I wonder if Doc Gryzlo will recommend a few games of rehab in the PCL for Barney's PCL once the swelling and soreness improves.
dodgers calling up julio urias for tommorow's game. neat.
fernando-mania might have a new heir...dude is 19 (turns 20 in august) and he's got a legit argument for being MLB-ready.
Tony LaRussa, still an idiot
Happ was the #9 pick last year, and he moved from OF to 2B in the same offseason that Castro was traded.
Gleyber also in the picture at second.
Losing the right way
Be sure to read this fine article about Yosh and Nobe Kawano.
O&B: I think D. J. Wilson is a legit MLB prospect.
He is a hyperactive dynamo on the field, a protypical lead-off hitter who is looking to get on base any way he can, a triple machine (if there is such a thing) when he does make solid contact, a daring baserunner who goes berserk once he is on base, and a CF who plays a "no fear" crash & burn style of defense.
Guys like that sometimes get injured more-often than the average player, but if he can stay healthy and continue to progress, I believe he will be an MLB CF, or at worst a 4th OF.
The hot start was nice, but it won't always come easy. It's nice to see them have to work for it every once in a while.
Hey, AZ, are you as high on DJ Wilson as your pal John Arguello is?
Phil, I just wanted to say thank you for diligently tracking the Cubs prospects in extended spring training and sharing your knowledge with us. It's remarkable how you're able to keep box scores for multiple games at once. I, and I'm sure others here, appreciate the data and insight you provide for us.
Boy, that is a nifty K:BB ratio Hudson has going at almost 4:1!
I hope he continues improving.
And of course the Bucs won again playing AZ (not PHIL). They dont seem to have a problem yet with the bottom feeders.
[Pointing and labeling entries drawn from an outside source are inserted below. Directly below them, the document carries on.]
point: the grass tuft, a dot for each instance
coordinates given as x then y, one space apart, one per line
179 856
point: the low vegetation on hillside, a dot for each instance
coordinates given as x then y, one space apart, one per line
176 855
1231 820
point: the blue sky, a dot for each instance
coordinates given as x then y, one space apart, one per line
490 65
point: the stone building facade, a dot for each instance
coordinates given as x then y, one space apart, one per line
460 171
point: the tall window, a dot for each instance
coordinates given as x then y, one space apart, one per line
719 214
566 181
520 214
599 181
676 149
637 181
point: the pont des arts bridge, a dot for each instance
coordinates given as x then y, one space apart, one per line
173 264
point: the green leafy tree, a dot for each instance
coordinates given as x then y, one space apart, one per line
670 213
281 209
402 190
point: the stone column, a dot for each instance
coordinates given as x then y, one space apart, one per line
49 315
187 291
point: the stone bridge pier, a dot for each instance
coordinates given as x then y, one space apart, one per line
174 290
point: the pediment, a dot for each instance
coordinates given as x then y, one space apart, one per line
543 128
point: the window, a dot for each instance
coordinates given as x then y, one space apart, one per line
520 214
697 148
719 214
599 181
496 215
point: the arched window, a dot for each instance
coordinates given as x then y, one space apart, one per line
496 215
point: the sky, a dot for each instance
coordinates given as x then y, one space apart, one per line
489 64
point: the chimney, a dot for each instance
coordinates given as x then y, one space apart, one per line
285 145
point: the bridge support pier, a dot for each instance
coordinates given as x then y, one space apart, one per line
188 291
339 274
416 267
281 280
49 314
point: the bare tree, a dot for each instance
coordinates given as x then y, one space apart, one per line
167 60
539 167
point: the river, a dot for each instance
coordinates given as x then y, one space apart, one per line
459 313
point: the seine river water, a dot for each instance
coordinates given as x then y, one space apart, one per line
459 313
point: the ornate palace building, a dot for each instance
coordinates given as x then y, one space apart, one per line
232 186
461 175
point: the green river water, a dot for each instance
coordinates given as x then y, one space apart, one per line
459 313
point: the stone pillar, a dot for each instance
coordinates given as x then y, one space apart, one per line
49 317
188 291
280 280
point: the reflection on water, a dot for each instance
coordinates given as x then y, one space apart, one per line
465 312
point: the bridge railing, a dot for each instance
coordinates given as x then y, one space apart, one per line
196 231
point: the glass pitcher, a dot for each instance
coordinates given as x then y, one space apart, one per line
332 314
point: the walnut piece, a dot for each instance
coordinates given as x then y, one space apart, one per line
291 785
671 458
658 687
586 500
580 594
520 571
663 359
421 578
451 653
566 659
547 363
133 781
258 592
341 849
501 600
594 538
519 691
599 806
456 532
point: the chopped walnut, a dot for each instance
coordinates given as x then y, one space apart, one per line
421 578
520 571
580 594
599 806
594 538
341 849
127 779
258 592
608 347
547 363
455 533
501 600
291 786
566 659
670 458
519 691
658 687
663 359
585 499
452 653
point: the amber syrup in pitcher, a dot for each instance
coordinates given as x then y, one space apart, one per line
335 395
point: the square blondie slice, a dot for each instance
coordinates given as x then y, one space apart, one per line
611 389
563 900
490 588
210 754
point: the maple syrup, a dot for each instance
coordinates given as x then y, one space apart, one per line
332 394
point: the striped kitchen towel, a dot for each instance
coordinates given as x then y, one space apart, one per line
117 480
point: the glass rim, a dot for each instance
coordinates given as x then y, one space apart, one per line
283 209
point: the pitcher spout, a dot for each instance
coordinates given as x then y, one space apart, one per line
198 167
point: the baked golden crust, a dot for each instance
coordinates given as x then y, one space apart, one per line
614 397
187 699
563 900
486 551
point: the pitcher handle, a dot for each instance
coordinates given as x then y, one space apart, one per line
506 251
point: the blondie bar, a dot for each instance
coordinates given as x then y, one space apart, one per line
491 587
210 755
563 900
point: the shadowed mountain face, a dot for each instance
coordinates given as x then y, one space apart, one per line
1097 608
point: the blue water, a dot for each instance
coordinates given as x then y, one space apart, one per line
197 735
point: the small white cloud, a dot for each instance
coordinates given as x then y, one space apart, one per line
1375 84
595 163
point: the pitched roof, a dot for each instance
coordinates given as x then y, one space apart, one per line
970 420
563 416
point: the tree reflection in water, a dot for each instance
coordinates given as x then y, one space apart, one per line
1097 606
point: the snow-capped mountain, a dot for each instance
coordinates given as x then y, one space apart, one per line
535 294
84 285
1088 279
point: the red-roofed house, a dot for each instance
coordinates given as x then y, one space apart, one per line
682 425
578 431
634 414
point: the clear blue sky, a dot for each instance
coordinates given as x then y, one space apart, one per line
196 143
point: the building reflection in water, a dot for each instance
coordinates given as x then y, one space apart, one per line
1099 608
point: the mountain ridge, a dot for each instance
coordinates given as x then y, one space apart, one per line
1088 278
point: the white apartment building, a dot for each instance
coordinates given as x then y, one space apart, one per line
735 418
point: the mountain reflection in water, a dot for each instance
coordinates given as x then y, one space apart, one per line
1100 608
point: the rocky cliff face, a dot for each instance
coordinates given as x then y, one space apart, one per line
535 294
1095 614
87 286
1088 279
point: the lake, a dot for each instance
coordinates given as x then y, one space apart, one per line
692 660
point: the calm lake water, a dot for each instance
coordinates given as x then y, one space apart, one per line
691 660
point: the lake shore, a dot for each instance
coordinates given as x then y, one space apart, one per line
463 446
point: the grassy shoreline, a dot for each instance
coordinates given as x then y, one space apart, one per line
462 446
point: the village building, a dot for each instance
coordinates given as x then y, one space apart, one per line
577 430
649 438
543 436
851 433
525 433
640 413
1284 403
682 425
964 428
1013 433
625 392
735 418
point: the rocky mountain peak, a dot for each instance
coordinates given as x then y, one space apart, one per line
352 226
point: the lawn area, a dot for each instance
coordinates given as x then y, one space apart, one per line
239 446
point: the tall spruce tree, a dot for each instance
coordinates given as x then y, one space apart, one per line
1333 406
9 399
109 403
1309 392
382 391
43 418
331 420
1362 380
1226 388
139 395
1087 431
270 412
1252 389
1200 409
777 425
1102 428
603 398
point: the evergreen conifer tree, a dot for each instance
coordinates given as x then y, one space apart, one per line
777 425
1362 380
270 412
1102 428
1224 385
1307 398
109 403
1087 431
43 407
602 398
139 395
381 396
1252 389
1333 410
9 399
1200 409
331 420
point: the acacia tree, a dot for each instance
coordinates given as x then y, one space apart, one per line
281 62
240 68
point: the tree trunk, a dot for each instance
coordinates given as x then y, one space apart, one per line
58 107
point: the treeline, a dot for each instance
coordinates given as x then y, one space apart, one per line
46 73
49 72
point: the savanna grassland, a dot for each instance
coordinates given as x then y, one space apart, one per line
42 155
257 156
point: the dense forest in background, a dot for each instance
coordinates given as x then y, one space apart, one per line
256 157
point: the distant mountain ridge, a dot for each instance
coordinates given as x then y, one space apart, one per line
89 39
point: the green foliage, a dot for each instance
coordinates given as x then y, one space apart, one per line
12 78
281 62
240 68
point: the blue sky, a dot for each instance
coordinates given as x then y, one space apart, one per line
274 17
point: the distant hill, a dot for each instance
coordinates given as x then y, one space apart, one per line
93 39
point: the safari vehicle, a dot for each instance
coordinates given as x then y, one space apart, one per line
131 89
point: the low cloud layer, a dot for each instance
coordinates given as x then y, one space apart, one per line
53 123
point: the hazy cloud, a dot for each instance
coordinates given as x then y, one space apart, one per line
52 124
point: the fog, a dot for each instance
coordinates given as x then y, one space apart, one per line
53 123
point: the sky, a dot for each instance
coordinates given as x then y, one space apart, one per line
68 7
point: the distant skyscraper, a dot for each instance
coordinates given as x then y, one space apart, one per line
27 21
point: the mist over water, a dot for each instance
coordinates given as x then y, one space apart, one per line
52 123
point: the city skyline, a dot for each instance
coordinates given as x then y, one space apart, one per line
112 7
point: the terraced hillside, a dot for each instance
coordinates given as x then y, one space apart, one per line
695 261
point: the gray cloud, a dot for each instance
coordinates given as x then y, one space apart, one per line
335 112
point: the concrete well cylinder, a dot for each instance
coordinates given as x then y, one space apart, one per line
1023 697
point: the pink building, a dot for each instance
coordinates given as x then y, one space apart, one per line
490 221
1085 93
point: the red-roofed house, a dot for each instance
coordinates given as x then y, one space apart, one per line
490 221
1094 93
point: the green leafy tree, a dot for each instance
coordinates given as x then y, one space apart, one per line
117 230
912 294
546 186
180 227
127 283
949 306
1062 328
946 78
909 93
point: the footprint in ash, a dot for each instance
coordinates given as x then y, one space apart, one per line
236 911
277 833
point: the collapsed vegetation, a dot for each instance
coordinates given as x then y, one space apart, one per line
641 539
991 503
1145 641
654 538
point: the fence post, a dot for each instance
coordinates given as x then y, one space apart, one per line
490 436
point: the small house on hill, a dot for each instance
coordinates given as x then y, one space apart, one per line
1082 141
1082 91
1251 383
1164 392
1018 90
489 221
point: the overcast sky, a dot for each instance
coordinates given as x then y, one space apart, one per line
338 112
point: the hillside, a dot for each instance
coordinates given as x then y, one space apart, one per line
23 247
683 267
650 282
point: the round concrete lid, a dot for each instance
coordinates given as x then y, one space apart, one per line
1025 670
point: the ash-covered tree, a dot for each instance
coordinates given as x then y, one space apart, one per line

They picked up 3 games this last week.
I'm looking forward to them coming to the Chi.
Don't mess with the SI jinx. Since the Javy/Cubs cover came out, he is 2-for-20 with no walks.
BRADSBEARD: If all three are assigned to Eugene, the Cubs can play Galindo, Paredes, and Paniagua at the same time by moving Paredes between SS-3B-DH, Galindo between 3B-1B-DH, and Paniagua between 1B-LF-DH.
The Cubs like to have their players (including their minor leaguers) learn to play more than one position even if they eventually are projected to settle at one spot, and I suspect that will be reflected at Eugene, with just about everybody who will be assigned there able to play at least two positions.
Thanks - at least the scorer was consistent
I don't think the error call was completely out of the blue but the ball took a very bad hop and would have taken a very good play to get it. Same with one of the Stella throws where I think it could have easily been ruled a hit. Neither were cut and dry calls though imo.